Briefly Noted: About Epstein And His Money
Here are two articles from New York Magazine by two people who tried to find out where Epstein really got his money--and how much he actually had. The bottom line is that it remains a mystery, but the articles are easy reading and give you a feel for the Epstein story, that there must be more--much more--there.
Real Hedge-Fund Managers Have Some Thoughts on What Epstein Was Actually Doing
Long before Jeffrey Epstein pleaded guilty to prostitution charges in Florida more than a decade ago, his fellow Palm Beach resident and hedge-fund manager Douglas Kass was intrigued by the local gossip about his neighbor.

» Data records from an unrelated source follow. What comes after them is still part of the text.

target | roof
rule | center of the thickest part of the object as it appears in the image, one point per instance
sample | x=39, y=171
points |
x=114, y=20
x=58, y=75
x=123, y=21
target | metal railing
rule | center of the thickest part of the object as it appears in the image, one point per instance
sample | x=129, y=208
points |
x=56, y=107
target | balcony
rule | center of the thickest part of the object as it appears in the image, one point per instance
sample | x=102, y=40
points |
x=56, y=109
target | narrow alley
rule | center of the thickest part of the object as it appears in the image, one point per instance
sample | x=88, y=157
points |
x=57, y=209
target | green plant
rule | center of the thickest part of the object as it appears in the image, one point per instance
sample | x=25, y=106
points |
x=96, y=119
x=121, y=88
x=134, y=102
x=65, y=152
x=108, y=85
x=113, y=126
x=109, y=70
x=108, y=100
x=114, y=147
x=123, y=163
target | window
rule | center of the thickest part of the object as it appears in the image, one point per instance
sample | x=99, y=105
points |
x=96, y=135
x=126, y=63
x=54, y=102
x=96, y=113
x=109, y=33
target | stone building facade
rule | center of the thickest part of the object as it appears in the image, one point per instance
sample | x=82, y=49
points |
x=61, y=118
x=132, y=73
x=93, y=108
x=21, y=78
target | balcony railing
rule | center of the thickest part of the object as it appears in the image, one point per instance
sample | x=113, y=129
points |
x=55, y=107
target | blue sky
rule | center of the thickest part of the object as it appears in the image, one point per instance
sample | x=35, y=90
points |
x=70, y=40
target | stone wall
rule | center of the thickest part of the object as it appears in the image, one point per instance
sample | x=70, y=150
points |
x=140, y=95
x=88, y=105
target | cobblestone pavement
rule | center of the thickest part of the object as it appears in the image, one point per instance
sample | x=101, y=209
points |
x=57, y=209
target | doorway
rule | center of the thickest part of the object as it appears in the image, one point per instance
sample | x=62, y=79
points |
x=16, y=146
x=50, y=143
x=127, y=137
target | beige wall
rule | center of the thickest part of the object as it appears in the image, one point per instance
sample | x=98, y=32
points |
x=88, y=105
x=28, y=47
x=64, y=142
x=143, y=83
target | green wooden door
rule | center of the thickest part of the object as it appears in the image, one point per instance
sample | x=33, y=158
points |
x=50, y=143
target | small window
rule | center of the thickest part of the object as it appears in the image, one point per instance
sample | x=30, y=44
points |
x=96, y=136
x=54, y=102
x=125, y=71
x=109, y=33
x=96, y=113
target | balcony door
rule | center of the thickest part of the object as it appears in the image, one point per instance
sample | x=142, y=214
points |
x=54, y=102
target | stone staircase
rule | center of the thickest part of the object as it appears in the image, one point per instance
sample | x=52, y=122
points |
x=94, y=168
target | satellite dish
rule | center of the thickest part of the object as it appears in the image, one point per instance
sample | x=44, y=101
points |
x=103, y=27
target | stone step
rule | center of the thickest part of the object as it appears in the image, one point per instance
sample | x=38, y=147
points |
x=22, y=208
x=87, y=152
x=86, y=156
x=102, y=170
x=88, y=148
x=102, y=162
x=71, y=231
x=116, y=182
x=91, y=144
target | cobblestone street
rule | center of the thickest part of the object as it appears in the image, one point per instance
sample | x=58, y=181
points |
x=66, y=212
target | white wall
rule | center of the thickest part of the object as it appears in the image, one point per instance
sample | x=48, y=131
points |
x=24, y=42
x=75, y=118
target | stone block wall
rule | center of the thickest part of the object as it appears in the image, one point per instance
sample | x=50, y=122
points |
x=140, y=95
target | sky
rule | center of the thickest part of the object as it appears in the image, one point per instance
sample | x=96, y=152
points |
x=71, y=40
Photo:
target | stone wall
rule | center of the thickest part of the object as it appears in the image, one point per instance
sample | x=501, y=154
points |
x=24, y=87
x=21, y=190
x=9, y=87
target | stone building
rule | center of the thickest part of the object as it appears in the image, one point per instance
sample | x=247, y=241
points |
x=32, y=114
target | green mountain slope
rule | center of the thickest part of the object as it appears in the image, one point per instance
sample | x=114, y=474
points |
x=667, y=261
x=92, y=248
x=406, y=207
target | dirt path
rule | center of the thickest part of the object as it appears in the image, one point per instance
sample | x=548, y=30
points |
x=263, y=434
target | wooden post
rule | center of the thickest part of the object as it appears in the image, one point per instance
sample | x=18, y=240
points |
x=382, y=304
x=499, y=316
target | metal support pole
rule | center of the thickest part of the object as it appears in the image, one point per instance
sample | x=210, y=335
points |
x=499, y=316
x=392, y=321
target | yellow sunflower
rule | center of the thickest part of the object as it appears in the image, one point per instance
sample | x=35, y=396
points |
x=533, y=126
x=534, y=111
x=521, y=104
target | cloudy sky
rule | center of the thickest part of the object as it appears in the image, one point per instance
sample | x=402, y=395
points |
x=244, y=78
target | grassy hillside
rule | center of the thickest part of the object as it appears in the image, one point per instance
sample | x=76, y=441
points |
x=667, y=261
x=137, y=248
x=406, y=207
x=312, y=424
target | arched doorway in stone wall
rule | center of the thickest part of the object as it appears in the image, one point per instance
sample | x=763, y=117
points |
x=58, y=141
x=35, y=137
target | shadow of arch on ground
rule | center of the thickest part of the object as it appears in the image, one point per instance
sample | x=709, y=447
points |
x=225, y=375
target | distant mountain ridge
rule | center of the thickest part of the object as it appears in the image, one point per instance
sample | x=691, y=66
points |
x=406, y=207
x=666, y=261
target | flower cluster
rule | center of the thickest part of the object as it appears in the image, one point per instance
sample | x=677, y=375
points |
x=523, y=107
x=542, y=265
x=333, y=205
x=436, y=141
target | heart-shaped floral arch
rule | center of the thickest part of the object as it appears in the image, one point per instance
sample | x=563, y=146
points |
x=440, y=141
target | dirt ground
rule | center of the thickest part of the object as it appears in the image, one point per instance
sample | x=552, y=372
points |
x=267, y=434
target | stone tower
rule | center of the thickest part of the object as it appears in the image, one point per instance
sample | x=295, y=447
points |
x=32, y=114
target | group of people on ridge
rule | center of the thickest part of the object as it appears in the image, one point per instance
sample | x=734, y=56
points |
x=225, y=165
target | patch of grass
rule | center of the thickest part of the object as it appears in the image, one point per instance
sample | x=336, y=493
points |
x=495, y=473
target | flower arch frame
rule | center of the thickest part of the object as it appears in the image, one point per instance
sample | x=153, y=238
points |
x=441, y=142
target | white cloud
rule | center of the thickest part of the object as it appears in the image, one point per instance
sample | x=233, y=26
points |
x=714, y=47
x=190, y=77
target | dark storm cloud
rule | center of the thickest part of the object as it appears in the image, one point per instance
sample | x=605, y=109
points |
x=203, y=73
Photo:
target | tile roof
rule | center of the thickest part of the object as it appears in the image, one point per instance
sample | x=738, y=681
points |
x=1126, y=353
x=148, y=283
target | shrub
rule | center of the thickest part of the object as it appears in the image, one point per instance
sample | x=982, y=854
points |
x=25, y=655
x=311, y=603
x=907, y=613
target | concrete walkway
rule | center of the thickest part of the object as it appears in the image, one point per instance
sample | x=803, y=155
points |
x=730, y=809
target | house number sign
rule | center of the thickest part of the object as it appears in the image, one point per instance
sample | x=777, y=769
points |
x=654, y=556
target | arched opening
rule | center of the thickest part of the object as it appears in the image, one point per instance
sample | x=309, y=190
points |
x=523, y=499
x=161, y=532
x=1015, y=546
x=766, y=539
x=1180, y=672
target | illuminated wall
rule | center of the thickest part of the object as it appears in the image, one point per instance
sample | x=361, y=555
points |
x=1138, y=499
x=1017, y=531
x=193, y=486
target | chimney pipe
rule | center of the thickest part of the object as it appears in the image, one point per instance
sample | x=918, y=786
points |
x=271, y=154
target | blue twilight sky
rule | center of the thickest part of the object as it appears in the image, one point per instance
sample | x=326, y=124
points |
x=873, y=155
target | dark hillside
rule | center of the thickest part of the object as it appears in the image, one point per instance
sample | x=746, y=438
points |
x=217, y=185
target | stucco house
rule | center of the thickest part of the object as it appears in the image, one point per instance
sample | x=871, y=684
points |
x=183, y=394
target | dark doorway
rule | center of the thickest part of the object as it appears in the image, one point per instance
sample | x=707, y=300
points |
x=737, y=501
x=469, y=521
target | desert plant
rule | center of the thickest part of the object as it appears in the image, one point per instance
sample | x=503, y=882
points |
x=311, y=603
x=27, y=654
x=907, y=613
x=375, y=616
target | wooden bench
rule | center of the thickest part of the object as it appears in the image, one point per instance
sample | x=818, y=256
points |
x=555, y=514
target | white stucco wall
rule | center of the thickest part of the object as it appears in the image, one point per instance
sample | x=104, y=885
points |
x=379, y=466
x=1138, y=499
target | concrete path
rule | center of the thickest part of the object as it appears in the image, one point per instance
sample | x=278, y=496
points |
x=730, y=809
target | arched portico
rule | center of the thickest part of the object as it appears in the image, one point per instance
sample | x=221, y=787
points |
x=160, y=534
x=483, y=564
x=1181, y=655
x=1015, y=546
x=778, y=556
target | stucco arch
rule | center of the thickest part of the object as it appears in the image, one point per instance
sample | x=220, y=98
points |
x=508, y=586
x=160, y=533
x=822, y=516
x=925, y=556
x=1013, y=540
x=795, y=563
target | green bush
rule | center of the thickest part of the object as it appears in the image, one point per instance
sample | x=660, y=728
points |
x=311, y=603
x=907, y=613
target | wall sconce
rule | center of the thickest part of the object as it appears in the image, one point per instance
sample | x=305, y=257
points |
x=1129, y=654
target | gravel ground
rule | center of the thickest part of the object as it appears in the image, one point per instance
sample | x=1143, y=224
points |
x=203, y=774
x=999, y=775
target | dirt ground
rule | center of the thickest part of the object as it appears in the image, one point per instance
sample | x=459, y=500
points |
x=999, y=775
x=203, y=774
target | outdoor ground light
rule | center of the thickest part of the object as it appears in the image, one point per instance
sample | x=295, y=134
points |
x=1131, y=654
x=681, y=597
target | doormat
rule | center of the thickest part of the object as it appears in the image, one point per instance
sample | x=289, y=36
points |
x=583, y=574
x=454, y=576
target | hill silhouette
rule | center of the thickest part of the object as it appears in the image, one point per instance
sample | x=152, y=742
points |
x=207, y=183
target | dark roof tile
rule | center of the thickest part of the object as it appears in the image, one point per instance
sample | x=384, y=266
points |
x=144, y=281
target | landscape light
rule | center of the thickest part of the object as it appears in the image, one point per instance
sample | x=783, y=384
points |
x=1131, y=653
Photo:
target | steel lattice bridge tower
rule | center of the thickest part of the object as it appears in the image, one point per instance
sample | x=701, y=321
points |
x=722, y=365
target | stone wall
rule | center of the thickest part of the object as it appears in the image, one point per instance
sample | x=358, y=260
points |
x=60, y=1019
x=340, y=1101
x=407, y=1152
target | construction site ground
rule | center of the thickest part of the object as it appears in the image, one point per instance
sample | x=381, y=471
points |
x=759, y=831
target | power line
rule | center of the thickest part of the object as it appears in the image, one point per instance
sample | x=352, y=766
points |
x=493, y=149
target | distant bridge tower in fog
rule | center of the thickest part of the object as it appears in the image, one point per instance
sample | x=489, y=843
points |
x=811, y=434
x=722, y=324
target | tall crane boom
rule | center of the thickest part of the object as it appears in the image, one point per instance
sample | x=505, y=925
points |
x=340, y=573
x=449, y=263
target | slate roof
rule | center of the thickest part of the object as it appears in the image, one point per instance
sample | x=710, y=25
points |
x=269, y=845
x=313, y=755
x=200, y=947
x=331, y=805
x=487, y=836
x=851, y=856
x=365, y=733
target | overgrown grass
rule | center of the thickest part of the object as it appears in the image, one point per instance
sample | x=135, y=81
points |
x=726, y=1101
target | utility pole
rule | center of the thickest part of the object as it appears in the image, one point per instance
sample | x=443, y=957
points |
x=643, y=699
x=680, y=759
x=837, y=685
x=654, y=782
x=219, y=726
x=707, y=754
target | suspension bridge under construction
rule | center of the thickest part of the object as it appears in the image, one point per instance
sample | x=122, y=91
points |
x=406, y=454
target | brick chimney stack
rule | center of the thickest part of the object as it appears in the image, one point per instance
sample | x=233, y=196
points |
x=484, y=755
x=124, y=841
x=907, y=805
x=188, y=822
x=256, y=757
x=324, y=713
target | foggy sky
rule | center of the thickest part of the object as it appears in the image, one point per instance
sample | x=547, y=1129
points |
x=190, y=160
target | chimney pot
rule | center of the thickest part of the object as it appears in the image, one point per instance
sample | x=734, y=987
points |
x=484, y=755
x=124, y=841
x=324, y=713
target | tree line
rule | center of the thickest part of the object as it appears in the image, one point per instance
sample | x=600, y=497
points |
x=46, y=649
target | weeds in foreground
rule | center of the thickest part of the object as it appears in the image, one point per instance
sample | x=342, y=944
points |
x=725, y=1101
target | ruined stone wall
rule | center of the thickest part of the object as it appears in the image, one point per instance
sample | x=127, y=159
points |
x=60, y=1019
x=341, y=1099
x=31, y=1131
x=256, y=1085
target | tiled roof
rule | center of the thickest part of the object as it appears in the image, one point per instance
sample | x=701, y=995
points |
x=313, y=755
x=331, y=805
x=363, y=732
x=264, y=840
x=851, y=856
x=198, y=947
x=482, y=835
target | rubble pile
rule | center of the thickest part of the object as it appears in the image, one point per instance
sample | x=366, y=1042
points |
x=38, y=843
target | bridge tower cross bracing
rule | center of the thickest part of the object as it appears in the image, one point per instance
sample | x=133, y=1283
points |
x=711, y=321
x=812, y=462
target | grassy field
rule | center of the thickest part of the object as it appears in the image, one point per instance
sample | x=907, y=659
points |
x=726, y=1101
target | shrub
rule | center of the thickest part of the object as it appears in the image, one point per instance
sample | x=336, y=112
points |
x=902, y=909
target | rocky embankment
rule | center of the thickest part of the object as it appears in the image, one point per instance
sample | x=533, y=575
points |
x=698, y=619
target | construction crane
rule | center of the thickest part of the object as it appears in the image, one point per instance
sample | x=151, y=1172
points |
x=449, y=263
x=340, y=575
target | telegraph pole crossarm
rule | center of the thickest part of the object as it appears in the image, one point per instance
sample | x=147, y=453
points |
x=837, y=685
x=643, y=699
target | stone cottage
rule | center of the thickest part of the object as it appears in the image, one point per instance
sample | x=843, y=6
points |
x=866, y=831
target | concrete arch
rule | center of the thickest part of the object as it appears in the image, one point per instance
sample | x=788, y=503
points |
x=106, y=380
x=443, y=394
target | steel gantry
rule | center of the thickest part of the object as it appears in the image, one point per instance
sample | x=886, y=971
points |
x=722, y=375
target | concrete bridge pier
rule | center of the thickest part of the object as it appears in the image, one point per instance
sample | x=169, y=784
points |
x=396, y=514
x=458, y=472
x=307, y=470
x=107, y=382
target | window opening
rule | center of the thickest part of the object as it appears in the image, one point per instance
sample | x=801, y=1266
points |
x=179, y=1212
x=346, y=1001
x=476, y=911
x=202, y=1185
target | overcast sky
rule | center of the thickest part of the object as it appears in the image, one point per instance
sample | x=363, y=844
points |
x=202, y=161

“I’m hearing about the parties, hearing about a guy who’s throwing money around,” says Kass, president of Seabreeze Partners Management. ... Kass was more focused on how this obscure person, rumored to be managing billions of dollars, had become so wealthy without much of a track record.
Kass was well-connected on Wall Street, where he’d worked for decades, so he began to ask around. “I went to my institutional brokers, to their trading desks and asked if they ever traded with him. I did it a few times until the date when he was arrested,” he recalls. “Not one institutional trading desk, primary or secondary, had ever traded with Epstein’s firm.”
...
For decades, Epstein has been credulously described as a big-time hedge-fund manager and a billionaire, even though there’s not a lot of evidence that he is either. There appears little chance the public is going to get definitive answers anytime soon. ...
Naturally, this air of mystery has especially piqued the interest of real-life, non-pretend hedge-funders. If this guy wasn’t playing their game — and they seem pretty sure he was not — what game was he playing? Intelligencer spoke to several prominent hedge-fund managers to get a read on what their practiced eyes are detecting in all the new information that is coming to light about Epstein in the wake of his indictment by federal prosecutors in New York. Most saw signs of something unsavory at the heart of his business model.
‘I Think He’s Engaged in Blackmail’: A Jeffrey Epstein Expert on Where He Made His Money
Intelligencer spoke with Thomas Volscho, a sociology professor at the College of Staten Island who is working on a book about Epstein.
For years, even before all the sordid details of his personal life were known, it has been a mystery to those reporting on Jeffrey Epstein how, exactly, he earned his prodigious fortune. You’re working on a book that explores this very topic. What’s the thrust of what you’ve found?
It’s very murky. I found a couple things, but it’s a mystery. I caught the Virgin Islands corporate filing where he listed his company as having $88 million. I found in a Citgroup court case that he was on the deed for 14 parcels of land for Elizabeth Ross Johnson, the Johnson & Johnson heiress. I don’t know in what capacity — he’s told people he’s a real-estate developer, so he might have helped her to develop Lightning Tree Farm in Dutchess County. That property is selling for $28 million. So that’s a client.
But naming his clients or assets is very tough. One of the things I did, and I see NBC did a story on this, was look into the charities he’s running. He was running charities for [Leslie] Wexner [the retail billionaire and Epstein’s one major client], and then was running his own charities, and they always had $9 million or $10 million donations circulating around them. And I always suspected, but not got around to pursuing, that he was embezzling funds. And I can’t prove that, but that’s my suspicion right now. NBC is reporting that the charities hadn’t really received the donations that he’d reported. So that could be a source of his finances.